October 2004 - Posts
Ok so I lied, I'm not really mid-way through
Enterprise Integration Patterns....more like a quarter of the way. So far I've really enjoyed the book. I've been trying to read a couple patterns a night and have been falling asleep while doing so I have to admit it's not a book that will keep you on the edge of your seat wondering what's coming next, but, it is an excellent book for anyone wanting to get up to speed on
messaging. Yeah so this is a lame midway review but I wanna go read some more before going to bed so that's all your getting for now, more to come later...
I've been a proponent of Agile development methodologies within my organization for over a year, but, frankly haven't made much progress in getting our projects to go agile. Some of this is because of the type of work that we get at times, more marketing fluff, that deep technical challenges. The one thing that I still have a hard time with when it comes to Agile is the whole idea of giving the customer the opportunity to cancel the project after any iteration if the project isn't proving to be of enough value. How does a small to medium size company plan for such a thing. If at the end of an iteration the customer says that's it, pack your bags we done, then what? Does the project team then get sent back to the “home office” to sit on the “bench” until another project starts up? What if there isn't work that's ready to begin when the project ends?
With “typical” projects using “typical” methodologies (read waterfall and fixed bid) all this can be planned for. The end date of the project is set for a certain date (which is usually pushed because of “scope creep”) so that “management” can schedule resources for new projects and get a good idea of when people will be freeing up. If every team member was on an agile project which was providing the customer an opportunity to cancel it every iteration (every 2-3 weeks) that seems like a lot of uncertainty that could cause a lot of trouble when it comes to scheduling resources and planning out projects that are getting ready to kick off. I'd love to hear from some Thoughtwork'ers on this as I'm sure this is something they deal with quite a bit. Perhaps Martin and friends are just so good that they don't ever get kicked out before they planned. Perhaps they can see the end coming an iteration or two before hand and can use that in planning. Frankly I just don't know and it's one of the things that I'm not able to explain/defend when I talk agile with my co-workers and managers. :-(
ThoughtWorks just released
Selenium as an open source "testing tool for browser-based testing of web applications." It looks similar to FIT in the way in which you lay out your tests. I'm definitely going to have to spend some time checking it out as web application testing is one of the areas where I think additional testing tools are needed.

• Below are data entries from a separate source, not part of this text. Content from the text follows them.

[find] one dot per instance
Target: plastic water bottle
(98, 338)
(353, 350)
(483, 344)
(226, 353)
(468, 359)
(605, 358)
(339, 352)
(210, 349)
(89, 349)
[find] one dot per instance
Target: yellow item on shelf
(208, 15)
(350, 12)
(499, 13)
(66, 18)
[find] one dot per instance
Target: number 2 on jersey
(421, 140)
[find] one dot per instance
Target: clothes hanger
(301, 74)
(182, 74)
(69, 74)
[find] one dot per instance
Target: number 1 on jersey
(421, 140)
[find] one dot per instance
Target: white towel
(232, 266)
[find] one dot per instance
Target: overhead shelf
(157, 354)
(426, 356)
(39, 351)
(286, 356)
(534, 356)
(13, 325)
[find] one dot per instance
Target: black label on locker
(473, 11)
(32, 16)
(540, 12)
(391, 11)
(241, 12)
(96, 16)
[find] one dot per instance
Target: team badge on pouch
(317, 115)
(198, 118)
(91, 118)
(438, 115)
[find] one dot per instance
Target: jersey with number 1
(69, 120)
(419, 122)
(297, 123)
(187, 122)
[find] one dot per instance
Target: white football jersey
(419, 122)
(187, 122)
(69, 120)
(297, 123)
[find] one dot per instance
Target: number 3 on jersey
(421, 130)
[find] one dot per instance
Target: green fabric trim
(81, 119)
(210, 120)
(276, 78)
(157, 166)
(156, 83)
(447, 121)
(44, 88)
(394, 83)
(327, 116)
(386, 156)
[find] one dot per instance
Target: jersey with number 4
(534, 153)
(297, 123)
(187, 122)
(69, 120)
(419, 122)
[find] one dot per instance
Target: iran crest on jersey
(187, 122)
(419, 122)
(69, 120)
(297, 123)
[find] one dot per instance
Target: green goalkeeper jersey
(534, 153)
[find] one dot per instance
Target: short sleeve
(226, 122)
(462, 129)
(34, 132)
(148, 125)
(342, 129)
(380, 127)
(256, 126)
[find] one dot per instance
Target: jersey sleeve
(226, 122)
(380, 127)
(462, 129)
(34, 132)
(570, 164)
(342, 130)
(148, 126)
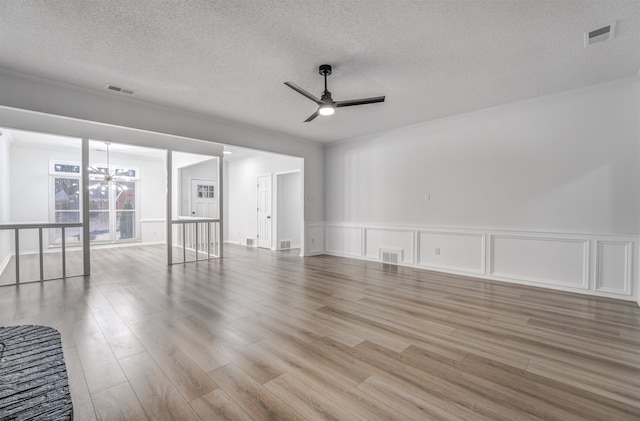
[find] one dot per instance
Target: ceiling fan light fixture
(326, 109)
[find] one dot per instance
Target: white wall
(21, 93)
(5, 189)
(241, 191)
(566, 164)
(289, 203)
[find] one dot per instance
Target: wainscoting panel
(605, 265)
(377, 239)
(314, 238)
(453, 251)
(614, 266)
(550, 260)
(344, 240)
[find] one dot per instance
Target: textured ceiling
(228, 59)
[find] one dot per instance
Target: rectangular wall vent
(126, 91)
(391, 257)
(601, 34)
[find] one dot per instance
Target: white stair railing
(198, 236)
(39, 226)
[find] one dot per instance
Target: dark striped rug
(33, 375)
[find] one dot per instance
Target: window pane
(99, 226)
(125, 195)
(98, 195)
(72, 234)
(67, 195)
(125, 224)
(125, 173)
(67, 168)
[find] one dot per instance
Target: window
(205, 191)
(66, 200)
(113, 202)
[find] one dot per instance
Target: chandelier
(104, 177)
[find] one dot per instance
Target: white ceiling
(228, 59)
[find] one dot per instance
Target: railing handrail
(34, 225)
(194, 220)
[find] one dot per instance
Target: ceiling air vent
(126, 91)
(601, 34)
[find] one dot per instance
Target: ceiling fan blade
(303, 92)
(362, 101)
(312, 116)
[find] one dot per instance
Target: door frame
(270, 176)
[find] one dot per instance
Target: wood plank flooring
(266, 335)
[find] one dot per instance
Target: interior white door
(264, 211)
(204, 198)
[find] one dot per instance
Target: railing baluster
(64, 260)
(41, 254)
(40, 227)
(17, 245)
(196, 245)
(195, 234)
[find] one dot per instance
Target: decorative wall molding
(349, 243)
(314, 238)
(622, 270)
(596, 264)
(553, 278)
(459, 268)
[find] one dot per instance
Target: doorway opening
(263, 200)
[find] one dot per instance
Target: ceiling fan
(326, 104)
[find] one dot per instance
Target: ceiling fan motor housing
(324, 70)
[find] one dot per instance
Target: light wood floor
(268, 335)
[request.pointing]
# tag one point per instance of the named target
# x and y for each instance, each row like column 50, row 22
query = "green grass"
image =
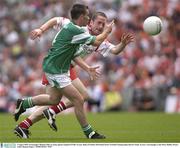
column 118, row 127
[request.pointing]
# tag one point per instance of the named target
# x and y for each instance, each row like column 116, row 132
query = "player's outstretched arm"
column 100, row 38
column 39, row 31
column 125, row 40
column 92, row 71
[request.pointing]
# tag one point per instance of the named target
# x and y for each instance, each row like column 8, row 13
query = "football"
column 152, row 25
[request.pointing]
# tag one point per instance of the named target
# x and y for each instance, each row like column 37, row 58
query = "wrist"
column 42, row 30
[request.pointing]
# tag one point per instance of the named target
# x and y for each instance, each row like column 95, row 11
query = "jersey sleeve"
column 81, row 36
column 105, row 48
column 60, row 22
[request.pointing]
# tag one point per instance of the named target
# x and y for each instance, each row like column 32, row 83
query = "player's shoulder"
column 75, row 28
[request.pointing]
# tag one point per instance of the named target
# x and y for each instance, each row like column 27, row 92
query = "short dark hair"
column 96, row 14
column 77, row 10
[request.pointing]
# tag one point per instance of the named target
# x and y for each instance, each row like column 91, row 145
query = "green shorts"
column 58, row 80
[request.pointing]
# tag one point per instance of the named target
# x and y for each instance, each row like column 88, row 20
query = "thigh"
column 71, row 93
column 53, row 92
column 80, row 87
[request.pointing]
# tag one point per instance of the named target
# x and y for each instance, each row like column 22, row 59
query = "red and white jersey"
column 84, row 49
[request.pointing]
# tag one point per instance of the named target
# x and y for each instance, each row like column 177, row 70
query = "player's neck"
column 77, row 22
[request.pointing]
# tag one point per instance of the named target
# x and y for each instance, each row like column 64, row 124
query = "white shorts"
column 58, row 80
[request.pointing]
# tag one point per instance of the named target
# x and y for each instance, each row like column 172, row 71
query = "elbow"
column 96, row 43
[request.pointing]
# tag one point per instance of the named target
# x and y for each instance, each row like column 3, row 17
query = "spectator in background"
column 17, row 54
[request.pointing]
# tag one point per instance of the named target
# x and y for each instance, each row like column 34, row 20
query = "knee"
column 54, row 101
column 85, row 96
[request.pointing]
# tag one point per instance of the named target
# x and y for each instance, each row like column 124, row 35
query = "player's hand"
column 36, row 33
column 93, row 73
column 108, row 27
column 127, row 38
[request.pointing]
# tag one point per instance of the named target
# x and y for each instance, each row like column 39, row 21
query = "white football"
column 152, row 25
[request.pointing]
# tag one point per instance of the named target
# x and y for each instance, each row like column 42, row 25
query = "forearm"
column 79, row 61
column 48, row 24
column 118, row 48
column 100, row 38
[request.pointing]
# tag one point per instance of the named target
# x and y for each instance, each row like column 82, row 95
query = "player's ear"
column 91, row 23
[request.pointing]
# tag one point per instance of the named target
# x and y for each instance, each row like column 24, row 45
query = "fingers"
column 33, row 35
column 127, row 38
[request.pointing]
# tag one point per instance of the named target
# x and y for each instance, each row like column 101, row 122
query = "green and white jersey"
column 64, row 46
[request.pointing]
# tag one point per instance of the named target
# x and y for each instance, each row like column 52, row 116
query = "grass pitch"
column 118, row 127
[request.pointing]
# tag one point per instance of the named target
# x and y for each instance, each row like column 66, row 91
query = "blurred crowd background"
column 145, row 77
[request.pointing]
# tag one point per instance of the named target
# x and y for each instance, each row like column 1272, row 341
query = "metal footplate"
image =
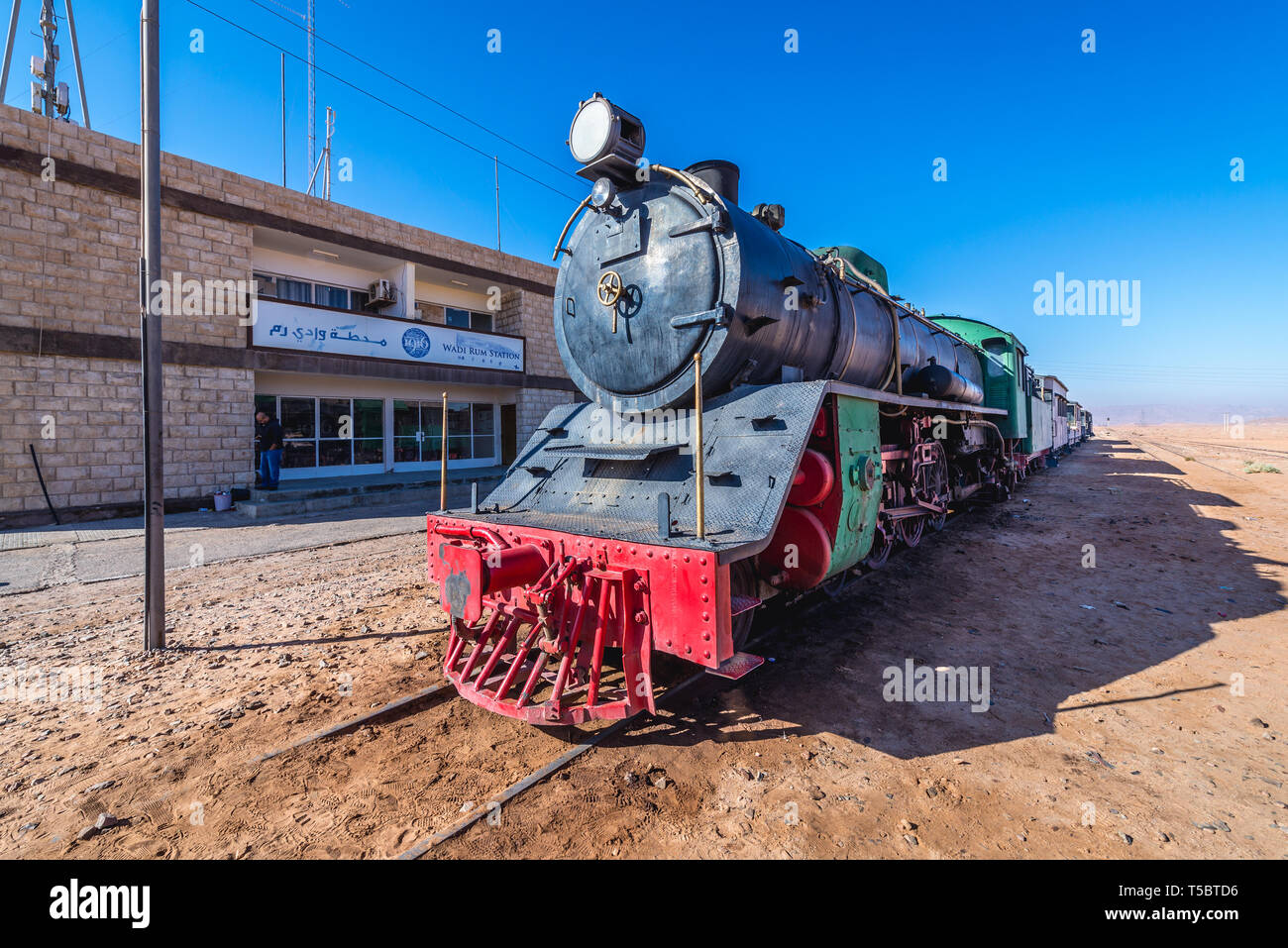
column 737, row 665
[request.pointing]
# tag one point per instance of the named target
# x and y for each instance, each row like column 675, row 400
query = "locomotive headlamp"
column 605, row 140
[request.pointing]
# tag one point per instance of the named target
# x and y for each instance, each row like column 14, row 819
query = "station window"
column 467, row 320
column 419, row 430
column 294, row 290
column 327, row 432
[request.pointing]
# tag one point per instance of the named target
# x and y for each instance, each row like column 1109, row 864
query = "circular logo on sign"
column 416, row 343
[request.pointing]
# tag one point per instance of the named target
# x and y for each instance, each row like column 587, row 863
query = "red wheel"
column 812, row 481
column 800, row 552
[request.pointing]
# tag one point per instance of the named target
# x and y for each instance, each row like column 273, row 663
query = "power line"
column 382, row 102
column 417, row 91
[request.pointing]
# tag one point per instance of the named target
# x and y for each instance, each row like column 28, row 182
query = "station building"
column 359, row 326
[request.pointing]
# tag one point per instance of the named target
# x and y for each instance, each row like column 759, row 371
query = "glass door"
column 419, row 437
column 329, row 436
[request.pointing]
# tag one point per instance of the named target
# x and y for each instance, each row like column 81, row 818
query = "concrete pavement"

Interesting report from John Lam on a presentation by Werner Vogels (of Amazon.com) given at Middleware 2004.
"They’re also pushing databases beyond what they are capable of. Amazon.com E-Bay does not maintain integrity constraints in the database – they’re maintained at the application layer. They don’t maintain indexes in the databases; instead lookups are done in Berkeley DB indices since lookup speeds are an order of magnitude faster there than on a relational database. Effectively, Amazon E-Bay is using their expensive database system as a transactional file system!"
Note: Amazon has been changed to E-Bay per the information from Werner himself in the comments of this post. Check out his post on How Databases Used at Big Customers for more info...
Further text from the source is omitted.